The LC-FTICR MS with/without on-line fractionations were accomplished using Triversa NanoMate 100 (Advion BioSciences, Inc., Ithaca, NY). The RPLC system used for online intact protein separations was similar to previously reported system [31]. Briefly, for LC/MS analysis without on-line fractionation, a 75 µm i.d.× 70 cm column was packed in-house with Phenomenex Jupiter particles (C5 stationary phase, 5 µm particle diameter, 300 Å pore size). For LC/MS analysis with on-line fractionation, a 200 µm i.d. column was used due to the higher solvent flow rate through the column required to collect up to 96 fractions of sufficient volume for further analysis. Mobile phase A was composed of 0.01% trifluoroacetic acid (TFA), 0.6% acetic acid, 5% isopropanol, 25% acetonitrile (ACN), and the balance water, while mobile phase B consisted of 0.01% TFA, 0.6% acetic acid, 9.39% water, 45% isopropanol and 45% ACN. The operating pressure was 10,000 psi, and the flow rate was ~300 nL/min and 5.5 µL/min for the 75 µm i.d. and 200 µm i.d. column, respectively.

During on-line fractionation, ~ 300 nL/min of the flow was directed to an nanoESI chip (Advion BioSciences, Inc., Ithaca, NY) for ionization and introduction into a modified Bruker 12 T APEX-Q FTICR mass spectrometer [31]. The remaining ~5.2 µL/min was collected into a 96-well plate. A back pressure of 0.25 to 0.35 psi and a voltage of 1.45 to 1.7 kV was used for the nanoESI employing an Advion NanoMate 100 system. A novel compensated trapped-ion cell with improved DC potential harmonicity was employed to enhance mass measurement accuracy and sensitivity [32, 33]. During the LC/MS analysis, a single mass spectrum was recorded using 512k data points, and the average of two mass spectra was used for data analysis.

On-plate fraction digestion and MS/MS analysis using RPLC-Ion Trap MS

To obtain bottom-up protein identifications for collected LC/MS fractions of interest, a 20 µl solution of 10 µg/mL trypsin (Promega, Madison, WI) in 30% (v/v) aqueous ACN with 50 mM ammonium bicarbonate buffer (pH=8.2) was added to each well. Digestion was performed overnight at 37 °C. Organic solvent in the sample was removed by vacuum centrifugation. The final sample volume was then adjusted to 15 µl with 0.1 M acetic acid in water and analyzed using standard LC-MS/MS procedures [5] on a ThermoFisher LTQ linear ion trap (San Jose, CA).

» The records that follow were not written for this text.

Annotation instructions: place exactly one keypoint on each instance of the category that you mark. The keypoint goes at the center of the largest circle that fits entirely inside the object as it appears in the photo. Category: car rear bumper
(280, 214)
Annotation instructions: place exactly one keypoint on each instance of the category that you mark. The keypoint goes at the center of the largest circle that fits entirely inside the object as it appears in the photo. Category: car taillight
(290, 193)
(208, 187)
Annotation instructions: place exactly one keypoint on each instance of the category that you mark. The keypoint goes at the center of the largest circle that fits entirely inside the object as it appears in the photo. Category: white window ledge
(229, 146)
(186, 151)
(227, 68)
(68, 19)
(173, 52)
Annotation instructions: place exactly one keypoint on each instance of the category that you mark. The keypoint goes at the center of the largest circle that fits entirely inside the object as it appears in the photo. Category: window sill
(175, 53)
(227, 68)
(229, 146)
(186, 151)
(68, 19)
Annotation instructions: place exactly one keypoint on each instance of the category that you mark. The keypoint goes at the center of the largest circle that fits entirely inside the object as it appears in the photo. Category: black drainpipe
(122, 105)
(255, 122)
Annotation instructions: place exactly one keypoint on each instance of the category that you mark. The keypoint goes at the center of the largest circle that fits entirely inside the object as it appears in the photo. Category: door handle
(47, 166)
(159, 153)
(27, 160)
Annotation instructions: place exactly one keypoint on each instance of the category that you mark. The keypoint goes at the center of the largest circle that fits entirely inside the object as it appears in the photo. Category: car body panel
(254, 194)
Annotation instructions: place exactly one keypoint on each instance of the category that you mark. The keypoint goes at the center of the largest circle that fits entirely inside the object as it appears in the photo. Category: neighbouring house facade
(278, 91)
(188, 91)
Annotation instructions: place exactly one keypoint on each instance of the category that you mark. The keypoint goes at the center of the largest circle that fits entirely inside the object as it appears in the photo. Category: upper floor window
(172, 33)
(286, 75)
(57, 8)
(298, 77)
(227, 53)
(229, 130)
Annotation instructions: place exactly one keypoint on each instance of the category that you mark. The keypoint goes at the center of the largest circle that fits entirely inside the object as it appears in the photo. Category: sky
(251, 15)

Offline protein FTICR-MS/MS

ESI of the collected fractions was performed using the Advion NanoMate 100 autosampler and a nanoESI chip with previously stated conditions [32]. Precursor ions were manually selected using Xmass (Bruker Daltonics) to determine the proper quadrupole settings to transmit the ion of interest into the external collision hexapole. Selected ions were accumulated for 0.2 sec in the collision hexapole and N2 gas was pulsed into the collision cell to increase trapping and fragmentation efficiency. The CID-MS/MS analyses were accomplished by reducing the DC offset on the collision hexapole from 0 V to −25 V during ion accumulation, and 10 to 50 mass spectra were averaged to get the fragment ion information of sufficient quality.

Data Analysis

Peptide MS/MS data obtained from the digested fractions were processed with SEQUEST (Thermo Scientific, San Jose, CA) [33] using the sequences of the standard protein mixture added to the Human international protein index (IPI) 2008 sequence database. During the SEQUEST data analysis no enzyme rules were applied. The identified peptides were then filtered according to the criteria suggested by Washburn et al. [34] and to include only fully typtic peptides (no missed cleavages). The identified phosphopeptides were then manually confirmed. A list of identified proteins was created for each fraction that contained 5–40 kDa proteins supported by at least two distinct peptide identifications.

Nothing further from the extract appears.